The Hummingbird’s Daughter is the kind of ask no questions novel that you surrender yourself to. Author Luis Alberto Urrea has based his novel on the life of his Aunt Teresita, the “Saint of Cabors”. If even half of the events in the book really happened then Aunt Teresita had an amazing life. Teresita’s life is a series journeys between poverty, revolutions and miracles.
Teresita was born out of wedlock in 1873 to a fourteen year old Yaqui girl and a rich rancher near the Mexico-Arizona border. Despite living in gut wrenching poverty Teresita shows that she has “gifts” and comes to the attention of the local medicine woman who takes Teresita on as an apprentice. This leads to Teresita being taken into her Father’s home and recognized by him as his daughter. When this happy ending is brutally torn apart it paves the way for the miracle that changes Teresita’s forever.
Teresita’s life is a pilgrimage. Among disenfranchised, the believers, the native peoples and the working class Mexicans her healing gifts win her a passionate following.

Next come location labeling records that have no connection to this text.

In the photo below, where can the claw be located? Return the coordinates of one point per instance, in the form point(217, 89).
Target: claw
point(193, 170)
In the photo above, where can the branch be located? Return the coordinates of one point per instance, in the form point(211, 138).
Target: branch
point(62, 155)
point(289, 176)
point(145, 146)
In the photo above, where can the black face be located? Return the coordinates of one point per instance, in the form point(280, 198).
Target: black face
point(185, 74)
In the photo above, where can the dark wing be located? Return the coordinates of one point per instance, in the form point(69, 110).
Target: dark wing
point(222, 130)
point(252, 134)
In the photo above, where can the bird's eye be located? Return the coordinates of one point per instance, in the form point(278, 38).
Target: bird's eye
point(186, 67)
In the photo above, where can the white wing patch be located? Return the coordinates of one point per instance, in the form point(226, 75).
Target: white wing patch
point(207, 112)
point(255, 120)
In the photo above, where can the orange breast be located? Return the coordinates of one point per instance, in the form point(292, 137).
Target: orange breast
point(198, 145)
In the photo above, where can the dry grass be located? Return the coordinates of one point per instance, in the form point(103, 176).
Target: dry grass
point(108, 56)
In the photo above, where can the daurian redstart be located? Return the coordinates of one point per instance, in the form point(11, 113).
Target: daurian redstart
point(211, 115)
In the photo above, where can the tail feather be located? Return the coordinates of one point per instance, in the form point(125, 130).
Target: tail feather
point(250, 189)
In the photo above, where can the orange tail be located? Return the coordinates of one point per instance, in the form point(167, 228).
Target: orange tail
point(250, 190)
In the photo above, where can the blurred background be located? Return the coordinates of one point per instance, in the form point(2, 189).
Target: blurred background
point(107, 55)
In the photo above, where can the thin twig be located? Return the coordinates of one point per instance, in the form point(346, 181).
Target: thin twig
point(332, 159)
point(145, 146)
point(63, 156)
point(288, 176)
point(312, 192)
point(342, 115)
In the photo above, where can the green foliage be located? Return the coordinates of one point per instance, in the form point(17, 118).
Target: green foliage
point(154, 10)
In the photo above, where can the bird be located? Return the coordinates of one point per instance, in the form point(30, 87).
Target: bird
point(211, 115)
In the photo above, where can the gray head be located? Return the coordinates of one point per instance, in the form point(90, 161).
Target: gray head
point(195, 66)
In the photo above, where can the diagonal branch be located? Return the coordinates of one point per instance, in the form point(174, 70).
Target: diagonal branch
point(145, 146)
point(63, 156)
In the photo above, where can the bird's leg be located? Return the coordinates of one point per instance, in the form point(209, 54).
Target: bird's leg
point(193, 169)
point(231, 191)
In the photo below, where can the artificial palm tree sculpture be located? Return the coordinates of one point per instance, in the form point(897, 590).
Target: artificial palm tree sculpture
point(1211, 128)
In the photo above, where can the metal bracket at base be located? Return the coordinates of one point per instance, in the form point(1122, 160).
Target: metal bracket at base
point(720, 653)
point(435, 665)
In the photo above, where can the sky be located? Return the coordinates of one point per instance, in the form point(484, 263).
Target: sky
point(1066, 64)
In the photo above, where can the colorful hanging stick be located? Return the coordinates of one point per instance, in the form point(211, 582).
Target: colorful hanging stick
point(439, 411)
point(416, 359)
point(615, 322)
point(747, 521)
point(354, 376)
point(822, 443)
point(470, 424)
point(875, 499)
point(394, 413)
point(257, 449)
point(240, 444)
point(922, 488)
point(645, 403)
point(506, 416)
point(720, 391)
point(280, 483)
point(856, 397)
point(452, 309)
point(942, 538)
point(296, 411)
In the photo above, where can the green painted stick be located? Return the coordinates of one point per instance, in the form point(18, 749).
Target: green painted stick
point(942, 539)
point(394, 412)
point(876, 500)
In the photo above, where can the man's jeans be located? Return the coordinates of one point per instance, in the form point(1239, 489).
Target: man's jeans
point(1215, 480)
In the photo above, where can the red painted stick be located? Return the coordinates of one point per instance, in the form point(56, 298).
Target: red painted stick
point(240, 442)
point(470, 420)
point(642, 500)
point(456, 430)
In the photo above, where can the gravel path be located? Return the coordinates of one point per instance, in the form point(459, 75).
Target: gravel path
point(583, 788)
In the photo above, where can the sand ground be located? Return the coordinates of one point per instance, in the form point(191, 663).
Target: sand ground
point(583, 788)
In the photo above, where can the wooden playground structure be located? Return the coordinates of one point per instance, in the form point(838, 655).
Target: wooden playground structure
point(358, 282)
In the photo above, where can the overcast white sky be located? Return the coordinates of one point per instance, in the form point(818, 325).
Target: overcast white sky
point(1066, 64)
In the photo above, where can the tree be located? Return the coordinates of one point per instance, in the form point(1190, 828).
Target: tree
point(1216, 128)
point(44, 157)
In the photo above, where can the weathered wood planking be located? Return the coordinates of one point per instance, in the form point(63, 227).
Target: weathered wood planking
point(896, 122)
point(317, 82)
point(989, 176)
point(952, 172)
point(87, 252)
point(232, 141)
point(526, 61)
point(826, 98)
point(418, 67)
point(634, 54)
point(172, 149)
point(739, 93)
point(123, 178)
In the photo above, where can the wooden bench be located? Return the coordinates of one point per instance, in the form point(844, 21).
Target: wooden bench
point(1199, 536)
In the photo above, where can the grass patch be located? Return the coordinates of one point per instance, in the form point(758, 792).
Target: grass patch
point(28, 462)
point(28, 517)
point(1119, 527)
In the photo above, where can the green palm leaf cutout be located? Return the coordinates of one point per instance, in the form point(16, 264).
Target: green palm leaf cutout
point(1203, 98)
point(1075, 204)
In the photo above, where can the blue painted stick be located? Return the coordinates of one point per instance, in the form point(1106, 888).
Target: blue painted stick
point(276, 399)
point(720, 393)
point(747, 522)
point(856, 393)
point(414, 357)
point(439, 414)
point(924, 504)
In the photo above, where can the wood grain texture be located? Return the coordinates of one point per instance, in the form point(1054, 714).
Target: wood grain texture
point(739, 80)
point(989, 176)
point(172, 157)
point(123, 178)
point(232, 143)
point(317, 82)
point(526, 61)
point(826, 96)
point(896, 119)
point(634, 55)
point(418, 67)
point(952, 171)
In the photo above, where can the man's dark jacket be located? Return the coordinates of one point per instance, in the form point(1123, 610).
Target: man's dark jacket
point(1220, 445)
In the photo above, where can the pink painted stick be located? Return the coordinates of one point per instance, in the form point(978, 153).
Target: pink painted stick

Teresita’s own belief in her powers is not as steadfast. Those abilities also make her a person of interest to the Mexican government and the Catholic Church.
Urrea’s writing captures the scope that a cradle to grave story requires by coupling Teresita’s story with a larger view of the period and by removing Terrsita’s halo. His portrait of the “Saint of Cabors” does not whitewash the woman that Teresita was or the people who surrounded her.
The Hummingbird’s Daughter is a storyteller’s novel. The writing is lush, the story is equal parts sacred and profane and it moves at an agreeably leisurely pace.
P.S. These are the many covers The Hummingbird’s Daughter has had. The edition I read had this cover on the left, an earlier edition had the cover bellow. These paperback covers are so pedestrian, so expecte. They are generic historical fiction covers #4 and #2. Snooze.
The big winner is the original hardcover. Isn’t this gorgeous? Why wasn’t this cover used on the paperback?